Inspiration

Doctors are drowning in paperwork, and patients struggle to remember medical details during short appointments. Most health data stays "trapped" in messy voice notes or mental fatigue. We built SymptoSense to ask: What if patients could just talk, and AI handled the rest?

What it does

It’s a dual-interface platform that turns natural speech into structured medicine.

For Patients: A private diary to log symptoms, meds, and mood via voice. AI extracts clinical entities and analyzes vocal tone for stress or fatigue.

For Doctors: Converts patient logs into structured SOAP notes with AI-suggested diagnoses and plans.
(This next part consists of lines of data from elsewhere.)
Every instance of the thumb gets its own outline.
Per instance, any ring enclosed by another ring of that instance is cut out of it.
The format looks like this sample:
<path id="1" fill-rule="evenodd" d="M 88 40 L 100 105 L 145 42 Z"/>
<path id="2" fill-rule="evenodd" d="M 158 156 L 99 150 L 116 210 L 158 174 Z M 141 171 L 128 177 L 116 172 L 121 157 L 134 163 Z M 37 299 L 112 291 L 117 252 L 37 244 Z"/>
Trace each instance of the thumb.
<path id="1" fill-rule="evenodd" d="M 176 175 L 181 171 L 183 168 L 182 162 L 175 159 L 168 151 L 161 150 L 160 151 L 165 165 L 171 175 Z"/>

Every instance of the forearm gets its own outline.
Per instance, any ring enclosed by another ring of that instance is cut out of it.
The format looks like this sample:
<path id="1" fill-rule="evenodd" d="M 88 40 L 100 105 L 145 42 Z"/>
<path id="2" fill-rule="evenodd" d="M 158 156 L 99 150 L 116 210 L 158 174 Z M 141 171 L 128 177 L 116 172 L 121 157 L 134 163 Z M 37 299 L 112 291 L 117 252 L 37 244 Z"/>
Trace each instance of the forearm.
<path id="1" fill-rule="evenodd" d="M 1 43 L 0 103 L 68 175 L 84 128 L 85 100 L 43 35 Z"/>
A severity dashboard prioritizes critical cases, and SHA-256 hashing ensures prescriptions are tamper-proof.

How we built it

We used Next.js 14 and Supabase for a secure, role-based backend. The "brain" is a combination of Azure Speech SDK for medical-optimized transcription, Azure Text Analytics for Health for extracting symptoms/dosages, and GPT-4 to synthesize everything into clinical SOAP notes.

Challenges we ran into

Medical Accuracy: Raw speech-to-text often mangles drug names. We had to layer health-specific NLP on top to ensure "Lisinopril" didn't become a random word.

Data Isolation: Using Supabase required us to build a custom role-based API layer to ensure patient diaries stay 100% private from doctors unless explicitly shared.

The "AI Override": We had to architect a "Reject & Rewrite" flow so doctors could instantly wipe AI suggestions if they disagreed, keeping the human in total control.

Accomplishments that we're proud of

Clinical Safety: Our "Reject & Rewrite" isn't a gimmick; it’s a legitimate safety feature that protects physician judgment.

Vocal Biomarkers: We successfully implemented tone analysis to detect patient stress and fatigue, adding a layer of data text can't capture.

Tamper-Proofing: Using SHA-256 hashing for digital receipts provides blockchain-level security without the overhead.

What we learned

AI in healthcare must be assistive, not authoritative. The moment we gave doctors the power to override the AI, the tool became more trustworthy. We also learned that healthcare-specific AI models (like Azure’s) are vastly superior to general-purpose ones when handling complex dosages and symptoms.

What's next for SymptoSense

We are working on FHIR R4 Integration to sync data with existing hospital EHR systems. We’re also building a Symptom Correlation Engine to help patients spot patterns, like how lifestyle factors or missed meds trigger specific flare-ups.